Breast, cervical and Colorectal cancer screening rates among Canadian with and without self-reported visual impairment
Authors: Milena Cioana, James Im, Yvonne Buys, Hatem Krema, Sophia Liu, Peng Yan, Ya-Ping Jin.
Author Disclosure Block: M. Cioana: None. J. Im: None. Y. Buys: Funded grants or clinical trials; Name of for-profit or not-for-profit organization(s); Ontario’s Ministry of Health for the COVID-19 Challenge Questions Initiative; Glaucoma Research Society of Canada. Funded grants or clinical trials; Description of relationship(s); Grant/Research support. H. Krema: None. S. Liu: None. P. Yan: None. Y. Jin: Funded grants or clinical trials; Name of for-profit or not-for-profit organization(s); Ontario’s Ministry of Health for the COVID-19 Challenge Questions Initiative, Glaucoma Research Society of Canada. Funded grants or clinical trials; Description of relationship(s); Grant/Research support.
Purpose: Adherence to cancer screening guidelines can lead to early detection and reduced mortality. Due to barriers in reading, driving, and ambulating, individuals with visual impairment (VI) may participate in cancer screening less often than those without VI. This study compared participation rates in government-funded screening for breast, cervical and colorectal cancer in Canadians with and without VI, and examined associated sociodemographic factors.
Study Design: Cross-sectional survey.
Methods: Self-reported data on vision status and participation in mammography, pap smear, and fecal occult blood test was analyzed from respondents to the Canadian Community Health Survey 2013/2014 and 2017/2018. Participation in screening at the recommended age and time interval was compared between individuals with and without VI. Sample size ranged from 43-240 (VI group) to 2,527-22,361 (non-VI group) in 2013/2014, and from 398-2,265 (VI group) to 1,573-11,217 (non-VI group) in 2017/2018. Screening rates by sociodemographic characteristics, including having a family doctor, household income, education, and sex (for colorectal cancer screening only) were also compared.

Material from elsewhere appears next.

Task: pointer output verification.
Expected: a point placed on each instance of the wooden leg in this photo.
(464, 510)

Results: Canadians with VI had lower participation rates in breast (53.0% [95%CI 36.3%-69.7%] vs. 67.0% [95%CI 64.5%-69.4%]) and cervical (53.8% [95%CI 29.3%-78.3%] vs. 76.2% [95%CI 74.0%-78.3%]) cancer
screening at recommended time intervals compared to those without VI in 2013/2014. Colorectal cancer screening rates at the recommended interval were 30.0% (95%CI 14.4%-45.6%) for males with VI vs.
24.8% (95%CI 23.3%-26.2%) for males without VI, 23.2% (95%CI 14.1%-32.2%) for females with VI vs. 24.6% (95%CI 23.2%-25.9%) for females without VI, and were similar for males and females combined together (25.7% [95%CI 17.3%-34.1%] vs. 24.7% [95%CI 23.7%-25.6%]). Differences between the VI and non-VI groups across the three cancer screening categories persisted despite having a family physician. Lower household income and education level were associated with lower screening rates in the VI group for all cancer screenings examined. The 2017/2018 data similarly revealed a lower mammography screening rate (61.9% vs. 69.4%) and a comparable colorectal cancer screening rate (40.7% vs. 38.0%) in Canadians with and without VI. Information for cervical cancer screening was unavailable in 2017/2018.

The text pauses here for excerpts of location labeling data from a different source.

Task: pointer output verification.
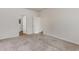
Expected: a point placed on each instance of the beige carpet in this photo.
(36, 42)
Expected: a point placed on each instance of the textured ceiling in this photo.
(36, 9)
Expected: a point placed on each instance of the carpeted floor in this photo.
(36, 42)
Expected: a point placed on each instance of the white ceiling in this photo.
(37, 9)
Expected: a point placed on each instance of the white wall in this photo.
(37, 25)
(9, 26)
(62, 23)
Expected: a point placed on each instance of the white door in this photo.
(24, 24)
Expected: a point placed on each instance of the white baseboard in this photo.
(75, 42)
(8, 36)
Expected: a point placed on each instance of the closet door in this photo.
(29, 24)
(24, 24)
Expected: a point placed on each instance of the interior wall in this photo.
(9, 17)
(61, 23)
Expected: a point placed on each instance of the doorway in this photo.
(29, 25)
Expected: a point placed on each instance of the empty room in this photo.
(39, 29)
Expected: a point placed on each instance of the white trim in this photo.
(8, 36)
(75, 42)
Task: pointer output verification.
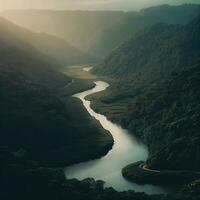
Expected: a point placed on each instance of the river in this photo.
(126, 150)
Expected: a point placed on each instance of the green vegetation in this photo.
(135, 173)
(131, 22)
(156, 95)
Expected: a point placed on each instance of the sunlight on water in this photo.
(126, 150)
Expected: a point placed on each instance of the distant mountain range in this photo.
(51, 46)
(98, 32)
(155, 92)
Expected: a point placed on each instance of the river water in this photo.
(126, 150)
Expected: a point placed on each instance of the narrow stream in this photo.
(126, 150)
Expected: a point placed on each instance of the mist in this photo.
(87, 4)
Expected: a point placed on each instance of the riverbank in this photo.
(94, 141)
(141, 174)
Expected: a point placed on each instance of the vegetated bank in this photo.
(156, 93)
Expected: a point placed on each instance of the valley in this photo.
(100, 104)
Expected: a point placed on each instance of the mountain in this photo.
(33, 115)
(154, 53)
(131, 22)
(79, 28)
(155, 92)
(51, 46)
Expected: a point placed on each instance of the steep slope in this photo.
(154, 53)
(51, 46)
(131, 22)
(34, 120)
(155, 92)
(80, 28)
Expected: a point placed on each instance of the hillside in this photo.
(51, 46)
(33, 116)
(154, 53)
(131, 22)
(155, 78)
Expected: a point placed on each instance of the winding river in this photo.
(126, 150)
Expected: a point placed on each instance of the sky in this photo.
(87, 4)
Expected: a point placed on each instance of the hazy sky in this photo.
(87, 4)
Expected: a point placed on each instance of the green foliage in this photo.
(155, 92)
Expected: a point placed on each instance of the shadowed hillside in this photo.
(51, 46)
(155, 92)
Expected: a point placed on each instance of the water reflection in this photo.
(126, 150)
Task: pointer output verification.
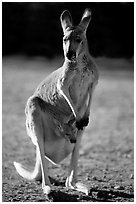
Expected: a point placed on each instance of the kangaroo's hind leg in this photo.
(37, 132)
(71, 181)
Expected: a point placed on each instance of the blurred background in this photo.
(34, 29)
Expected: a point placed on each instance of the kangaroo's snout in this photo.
(71, 55)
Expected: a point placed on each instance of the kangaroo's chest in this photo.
(80, 84)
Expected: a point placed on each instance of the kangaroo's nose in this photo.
(71, 55)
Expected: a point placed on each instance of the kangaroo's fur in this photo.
(59, 109)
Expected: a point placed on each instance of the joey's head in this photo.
(74, 40)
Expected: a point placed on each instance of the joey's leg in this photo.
(71, 181)
(83, 122)
(46, 186)
(38, 129)
(65, 94)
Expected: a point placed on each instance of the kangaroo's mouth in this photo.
(71, 55)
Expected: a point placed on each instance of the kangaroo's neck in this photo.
(82, 59)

Conclusions: Canadians with self-reported VI seem to have lower participation rates in breast and cervical cancer screening than those without VI. Smaller sample sizes in individuals with VI are likely responsible for non-significant differences. Having a family physician did not impact this difference.
Policy-makers, organizations and clinicians should understand the unique barriers faced by individuals with VI, and facilitate their adherence to appropriate screening practices.